Study lead author Dr Zhilei Shan from the Harvard TH Chan School of Public Health, Boston, Massachusetts, US, noted that merely cutting red meat out of the diet may be insufficient.
“[I]t’s also about what you choose to eat in place of red meat. Healthy plant proteins like nuts, legumes, and whole grains contain more than just protein – they include other beneficial nutrients such as healthy fats, antioxidant vitamins, minerals, and phytochemicals … which have been associated with lower risk of chronic diseases such as diabetes, CVD, and some cancers,” he said.

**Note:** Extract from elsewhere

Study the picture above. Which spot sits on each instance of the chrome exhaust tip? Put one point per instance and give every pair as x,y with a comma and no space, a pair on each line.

Reduced CHD risk with plant foods
Participants in the second study were 43,259 men with no history of cancer or CVD enrolled in the Health Professionals Follow up Study from 1986 to 2012. Dietary intake was ascertained from food frequency questionnaires updated every 4 years. A total of 4,148 incidents of coronary heart disease (CHD) occurred over 932,968 person-years of follow-up, of which 1,680 resulted in death.
Every one serving/day increase in red meat intake was associated with an elevated risk of CHD, be it total red meat (adjusted*** [adj]HR, 1.08, 95 percent CI, 1.01–1.14) or processed red meat (adjHR, 1.13, 95 percent CI, 1.03–1.22). [EPI Lifestyle 2020, abstract P512]
Substituting one serving/day of total red meat with one of nuts, legumes, soy, whole grains, or dairy led to a 10–47 percent reduced risk of CHD. Moreover, the risk of fatal CHD was almost halved by substituting red meat with whole grains (48 percent reduction) and was reduced by 17 percent by substituting red meat with nuts.
“Our findings suggest that even partial replacement of red meat with healthy, plant-based sources of protein could substantially reduce rates of CHD in the US,” said study lead author Dr Laila Al-Shaar, also from the Harvard TH Chan School of Public Health. However, Al-Shaar and co-authors cautioned that the findings in this Caucasian majority, male-only population may not extend to more diverse populations.